Parmesan Chicken with Basil Aioli

Ingredients

  • Parmesan Chicken with Basil Aioli
  • Serves 4
  • 4 chicken breasts, boneless, skinless
  • salt and pepper to taste
  • 1/3 cup flour
  • 3 teaspoons fresh thyme or oregano, or 2 teaspoons dried (optional)
  • 1 egg mixed with 1 tablespoon water
  • ½ cup Panko bread crumbs, or dried bread crumbs
  • ½ cup Parmesan cheese, finely grated
  • 2 tablespoons olive oil
  • 1 tablespoon butter (optional)
  • Basil Aioli:
  • ½ cup mayonnaise, (can be reduced calorie)
  • 2 teaspoons Dijon or honey mustard
  • salt and pepper to taste
  • 2 tablespoons fresh basil or 1 tablespoon fresh thyme, chopped (or 1 teaspoon dried thyme, oregano or basil)
  • 1 clove garlic, minced (optional)

Instructions

Preheat oven to 400.

Place an 18-inch piece of wax paper or plastic wrap on the counter. On the left hand side, place the flour and mix in salt, pepper and thyme.

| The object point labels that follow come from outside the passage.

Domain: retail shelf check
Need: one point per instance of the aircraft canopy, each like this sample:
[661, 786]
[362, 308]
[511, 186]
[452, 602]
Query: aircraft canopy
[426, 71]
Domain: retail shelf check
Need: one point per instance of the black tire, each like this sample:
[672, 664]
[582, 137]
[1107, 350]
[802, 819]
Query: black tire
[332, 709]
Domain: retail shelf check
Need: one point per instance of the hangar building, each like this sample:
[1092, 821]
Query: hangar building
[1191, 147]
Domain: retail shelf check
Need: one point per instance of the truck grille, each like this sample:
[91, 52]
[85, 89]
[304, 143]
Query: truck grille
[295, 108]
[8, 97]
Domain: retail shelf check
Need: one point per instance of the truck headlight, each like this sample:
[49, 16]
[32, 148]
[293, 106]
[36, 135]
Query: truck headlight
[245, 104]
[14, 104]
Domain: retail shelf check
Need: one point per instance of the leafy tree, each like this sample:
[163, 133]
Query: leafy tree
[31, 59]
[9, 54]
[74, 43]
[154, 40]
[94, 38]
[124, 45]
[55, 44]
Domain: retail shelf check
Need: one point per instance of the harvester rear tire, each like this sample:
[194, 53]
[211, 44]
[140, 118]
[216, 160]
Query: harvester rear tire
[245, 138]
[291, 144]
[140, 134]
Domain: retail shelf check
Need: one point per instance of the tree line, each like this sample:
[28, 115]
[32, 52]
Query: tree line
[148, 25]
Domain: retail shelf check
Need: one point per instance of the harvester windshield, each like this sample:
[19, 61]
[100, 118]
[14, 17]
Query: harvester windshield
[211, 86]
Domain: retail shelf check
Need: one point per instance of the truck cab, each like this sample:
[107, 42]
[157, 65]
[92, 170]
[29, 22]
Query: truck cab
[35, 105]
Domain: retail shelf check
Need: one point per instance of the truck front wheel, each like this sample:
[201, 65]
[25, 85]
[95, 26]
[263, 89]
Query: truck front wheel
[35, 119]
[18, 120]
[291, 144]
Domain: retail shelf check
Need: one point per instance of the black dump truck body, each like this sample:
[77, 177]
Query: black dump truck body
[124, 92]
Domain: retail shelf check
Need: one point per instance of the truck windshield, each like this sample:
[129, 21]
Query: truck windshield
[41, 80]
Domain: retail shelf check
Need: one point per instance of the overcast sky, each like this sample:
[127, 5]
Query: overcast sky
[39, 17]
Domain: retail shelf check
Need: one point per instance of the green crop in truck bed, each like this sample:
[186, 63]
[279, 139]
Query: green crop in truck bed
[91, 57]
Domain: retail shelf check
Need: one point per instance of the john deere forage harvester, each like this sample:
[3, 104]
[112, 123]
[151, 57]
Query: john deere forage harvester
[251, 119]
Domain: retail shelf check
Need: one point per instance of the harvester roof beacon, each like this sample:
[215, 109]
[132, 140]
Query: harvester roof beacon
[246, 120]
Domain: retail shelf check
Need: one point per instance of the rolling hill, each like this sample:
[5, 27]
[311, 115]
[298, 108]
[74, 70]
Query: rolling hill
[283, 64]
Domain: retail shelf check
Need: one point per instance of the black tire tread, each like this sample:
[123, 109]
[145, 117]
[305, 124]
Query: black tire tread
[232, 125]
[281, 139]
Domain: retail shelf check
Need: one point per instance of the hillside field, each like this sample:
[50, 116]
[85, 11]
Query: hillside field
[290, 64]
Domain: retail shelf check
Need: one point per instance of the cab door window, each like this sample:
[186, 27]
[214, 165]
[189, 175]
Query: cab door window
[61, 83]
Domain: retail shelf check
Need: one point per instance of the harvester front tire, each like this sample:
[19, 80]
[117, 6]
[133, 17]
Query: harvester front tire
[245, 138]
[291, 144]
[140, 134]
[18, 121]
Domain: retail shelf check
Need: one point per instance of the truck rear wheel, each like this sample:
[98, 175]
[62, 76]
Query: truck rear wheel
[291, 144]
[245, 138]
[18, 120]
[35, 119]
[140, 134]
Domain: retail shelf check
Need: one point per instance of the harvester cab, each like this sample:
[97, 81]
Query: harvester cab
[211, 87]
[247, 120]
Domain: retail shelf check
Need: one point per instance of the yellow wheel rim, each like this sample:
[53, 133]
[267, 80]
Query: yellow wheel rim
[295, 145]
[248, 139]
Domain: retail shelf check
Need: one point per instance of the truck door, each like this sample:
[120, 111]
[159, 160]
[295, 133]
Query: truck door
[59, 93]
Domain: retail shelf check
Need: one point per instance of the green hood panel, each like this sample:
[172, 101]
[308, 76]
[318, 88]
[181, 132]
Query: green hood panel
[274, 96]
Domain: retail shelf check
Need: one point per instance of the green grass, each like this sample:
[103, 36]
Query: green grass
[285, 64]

In a shallow bowl, add egg and water and mix well and place in center of paper.

On the right hand side, mix together the bread crumbs and Parmesan cheese.

Salt and pepper the chicken breasts on both sides. With a fork, dip chicken very well on both sides with flour and dip in the egg mix and coat well, and then place in bread crumb mixture and coat well and set aside. Repeat with remaining chicken.

In a large skillet that can go in the oven, place over medium high heat and add olive oil and butter (optional). If you have a skillet with plastic handles, you can cook the chicken on the stove top over medium heat for 15 minutes. When the oil is hot, add the chicken breasts and allow to brown on one side. With a spatula, gently turn chicken over and place entire skillet in oven and bake for 15 minutes or until done ~ the juices run clear when a knife is pierced into the thickest part of the breast or it registers 160 on an instant thermometer.

Remove and allow to rest for 5 minutes before serving.

Basil Aioli:

In a small bowl, add all ingredients and mix well. Serve alongside chicken.

Notes:

Leftover aioli is great on sandwiches or with fish.